Poza tymi wyróżniającymi w jakiś sposób pismo elementami „Komiks i My” to kawał naprawdę bardzo udanej, aczkolwiek momentami mocno wymagającej, lektury. Owszem można narzekać, że powtarzają się wciąż te same nazwiska, że część tekstów czy komiksów, już wcześniej była gdzieś publikowana, co jest niewątpliwie pewną wadą magazynu, ale jak wszędzie jest też druga strona medalu. W tym przypadku jest po pierwsze to, że pojawiające się nazwiska są znaczące na komiksowej giełdzie i, że ich baza się stale rozwija, a wtórne teksty powoli się kończą, więc szybko nadejdą całkowicie i tylko nowe, a po drugie, nawet jeśli mamy do czynienia z komiksem, który już gdzieś był opublikowany to często i tak jest on zmieniony, poprawiony. Najlepszym dowodem na to jest komiks „Marionetki” autorstwa Krzysztofa Wyrzykowskiego, który był już publikowany choćby w 2011 roku w „Antologii” Strefy Komiksów, ale to w „Komiks i My” po raz pierwszy zyskał kolor. A, że odpowiada za niego Wyrzykowski, to fani IPN-owskich produkcji wiedzą co to oznacza. „Marionetki” są zresztą chyba najmocniejszym punktem tego numeru ze świetnymi kolorami, bardzo dobrymi rysunkami i inspirowaną biblijnymi wydarzeniami historią s-f. Przyciągający kadr, zamieszczony na okładce pisma dopełnia dodatkowo tego, czym jest historia Wyrzykowskiego.

To jednak nie są jedyne mocne punkty numeru.
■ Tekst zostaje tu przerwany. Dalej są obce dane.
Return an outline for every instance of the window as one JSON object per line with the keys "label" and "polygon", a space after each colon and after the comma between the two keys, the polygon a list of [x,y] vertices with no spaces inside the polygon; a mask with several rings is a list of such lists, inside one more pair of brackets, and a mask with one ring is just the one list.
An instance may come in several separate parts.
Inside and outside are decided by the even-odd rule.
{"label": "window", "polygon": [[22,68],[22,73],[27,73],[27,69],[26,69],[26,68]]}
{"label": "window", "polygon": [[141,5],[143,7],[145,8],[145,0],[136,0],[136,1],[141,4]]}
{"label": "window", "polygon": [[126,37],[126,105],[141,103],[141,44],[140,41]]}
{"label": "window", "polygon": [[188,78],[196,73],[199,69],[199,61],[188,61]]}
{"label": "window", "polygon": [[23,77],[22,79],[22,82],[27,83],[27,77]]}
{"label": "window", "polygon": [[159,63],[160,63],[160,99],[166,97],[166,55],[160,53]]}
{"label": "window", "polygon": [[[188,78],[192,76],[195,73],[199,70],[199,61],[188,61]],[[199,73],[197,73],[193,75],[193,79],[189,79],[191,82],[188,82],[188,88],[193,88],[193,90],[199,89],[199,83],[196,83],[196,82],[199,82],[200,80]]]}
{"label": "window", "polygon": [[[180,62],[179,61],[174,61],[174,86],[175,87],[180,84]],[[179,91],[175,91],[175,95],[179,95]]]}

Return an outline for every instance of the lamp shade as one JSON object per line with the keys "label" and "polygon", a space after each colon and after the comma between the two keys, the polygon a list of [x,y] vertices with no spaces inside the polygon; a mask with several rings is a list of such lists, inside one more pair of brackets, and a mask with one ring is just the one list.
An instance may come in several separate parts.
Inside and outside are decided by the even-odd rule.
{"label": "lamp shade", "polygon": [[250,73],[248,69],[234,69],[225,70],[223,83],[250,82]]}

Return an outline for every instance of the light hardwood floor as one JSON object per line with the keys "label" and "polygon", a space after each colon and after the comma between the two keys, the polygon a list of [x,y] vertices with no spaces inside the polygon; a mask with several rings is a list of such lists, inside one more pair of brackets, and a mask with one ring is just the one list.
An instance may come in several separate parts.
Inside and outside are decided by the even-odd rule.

W środku znajdziemy bowiem finał filozoficznej „Stacji kontroli dusz”, czy też świetnie narysowany (trochę w takim „Szninkielowym” stylu) i inspirowany celtyckimi mitami (a także nawiązujący do pewnego znanego komiksowego bohatera) „Flain” Jerzego Ozgi. Zadowoleni powinni być też fani komiksu „Metacom”, gdyż w trzecim numerze trafią oni na inną produkcję autora tamtej publikacji Jacka Widora. Komiks o tyle nietypowy, że będący spojrzeniem autora na twórczość Tadeusza Boya Żeleńskiego. Jego „Krakowski jubileusz” jest bowiem interpretacją wiersza wybitnego polskiego twórcy. Całości obrazu dopełnia duet Wyrzykowski/Zajączkowski, którzy kończą jednostronicowym „szortem” trzeci numer magazynu. I choć nie ma sensu recenzować każdego komiksu umieszczonego w magazynie z osobna, to już pobieżna lektura daje obraz tego, co jest zaletą pisma. Duża różnorodność zarówno graficznie, jak i scenariuszowo (i to pomimo powtarzających się nazwisk) powinna być tym, co zachęci do sięgnięcia po magazyn. Jest tu sporo s-f, ale jest też trochę humoru, wiersza, świata fantasy, ale też komiksu - idąc za słowami Weigta - chrześcijańskiego. Całość daje naprawdę ciekawy i moim zdaniem godny poznania efekt.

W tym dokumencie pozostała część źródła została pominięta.